Il cite le Zimbabwe comme l’un des pays où serait intervenue la Ligue des démocraties qu’il préconise, cette organisation regroupant les pays démocratiques et intervenant en cas d’empêchement des Nations unies. S’il veut se démarquer de George Bush dont la politique étrangère est considérée comme un désastre, John McCain rappelle néanmoins que, sous ses deux mandats, les Etats-Unis ont renforcé leur aide à l’Afrique, notamment pour la lutte contre le sida et contre le paludisme, mais aussi au niveau économique avec le programme AGOA (African Growth and Opportunity Act, une loi d’aide aux réformes économiques sur le continent) qui a permis d’augmenter de 115 % les échanges commerciaux entre les Etats-Unis et l’Afrique depuis 2006.

 

Le développement de l’Afrique: un objectif lointain pour les deux candidats

Qu’il s’agisse de John McCain, le Républicain martial, ancien militaire et adepte de la manière forte, ou de Barack Obama, le démocrate moins féru d’idéologie et plus ouvert sur le monde, dans l’un ou l’autre cas, il ne faut pas se bercer d’illusions : l’Afrique et le développement ne font pas partie de leurs priorités.
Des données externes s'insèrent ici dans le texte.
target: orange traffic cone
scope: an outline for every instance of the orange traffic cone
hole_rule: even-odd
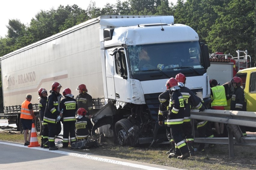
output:
[[[30,141],[29,145],[28,146],[29,148],[31,147],[37,147],[40,146],[40,144],[38,143],[37,140],[37,134],[35,131],[35,124],[32,124],[32,128],[31,129],[31,136],[30,136]]]

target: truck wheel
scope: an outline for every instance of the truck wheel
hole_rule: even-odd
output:
[[[41,135],[43,132],[43,128],[41,122],[41,118],[39,114],[37,114],[36,116],[35,120],[35,127],[37,135]]]
[[[20,115],[20,114],[19,114],[19,115]],[[19,115],[18,115],[18,116]],[[17,121],[18,122],[19,122],[18,124],[19,127],[20,127],[20,133],[22,133],[22,134],[23,134],[24,133],[24,130],[23,129],[23,126],[22,126],[22,124],[21,122],[20,122],[20,121],[19,118],[18,119]],[[18,126],[17,126],[17,127],[18,127]]]
[[[17,116],[17,119],[16,119],[16,126],[17,126],[17,131],[20,131],[20,114],[18,114]]]
[[[129,144],[128,130],[133,126],[133,124],[127,119],[123,119],[117,121],[115,125],[115,130],[118,143],[122,146]]]

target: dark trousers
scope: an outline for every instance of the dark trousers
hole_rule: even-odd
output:
[[[45,144],[48,141],[48,135],[49,135],[49,130],[48,130],[48,124],[46,123],[43,123],[43,126],[44,129],[43,130],[43,141],[44,143]]]
[[[63,123],[63,146],[68,147],[69,137],[70,137],[70,144],[76,142],[75,122],[64,122]]]
[[[184,154],[189,152],[187,145],[182,137],[182,125],[170,127],[172,138],[174,141],[175,144],[178,147],[179,151],[181,154]],[[175,151],[175,153],[177,154],[179,151]]]
[[[190,141],[191,139],[194,139],[194,137],[192,135],[192,126],[190,122],[183,123],[182,129],[184,137],[188,139],[187,140]]]
[[[213,136],[210,122],[208,121],[204,126],[198,127],[197,130],[200,138],[210,138]]]
[[[49,135],[48,141],[49,141],[49,146],[50,147],[55,147],[54,139],[55,136],[58,136],[61,131],[61,125],[60,122],[56,124],[48,123],[48,129]]]

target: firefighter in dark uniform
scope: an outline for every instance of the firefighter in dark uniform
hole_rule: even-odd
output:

Dans leurs discours de politique étrangère, tous deux parlent surtout de l’Irak, de l’Iran, du conflit israélo-palestinien et de la lutte contre le terrorisme. Ce qui ne signifie pas que la politique envers l’Afrique n’évoluera pas après l’élection présidentielle du 4 novembre. Mais comme le souligne dans Le Monde le professeur de Sciences politiques, Bertrand Badie :
«Vu le contexte économique difficile que connaissent les Etats-Unis et la nécessité de maintenir les budgets militaires à un niveau élevé, il n’est pas sûr qu’on trouvera les moyens nécessaires aux ambitieux projets de développement. L’Afrique risque de demeurer, encore pour un moment, le champ de manœuvre politique et militaire des puissances, davantage que le laboratoire expérimental d’une nouvelle politique de développement». Quant à l’élargissement du Conseil de sécurité de l’Onu, on peut promettre ce qu’on veut : la réforme sera extrêmement difficile à mettre en œuvre.
Même si Barack Obama se défie de tout communautarisme, l’élection d’un Noir à la tête de la première puissance mondiale aurait partout des conséquences importantes. C’est du moins ce que pense Justin Vaisse, chercheur à la Brookings Institution : «Il ne faut pas sousestimer la force du message que cela adresserait au monde, et aussi au Tiers Monde. Un message pour l’Amérique elle-même, un symbole de progrès contre ses vieux démons de l’esclavage et de la ségrégation. Un symbole que le rêve américain est encore vivant et que l’oligarchie n’a pas toujours le dernier mot. Un message ensuite sur le rapport de l’Amérique au monde : élire un homme né au milieu du Pacifique, d’un père kenyan et qui a passé plusieurs années de sa jeunesse dans le pays à majorité musulmane le plus peuplé de la planète, envoie un signal que quelque chose a changé ; que l’Amérique ressemble davantage au reste du monde et qu’elle est donc mieux à même de le comprendre ».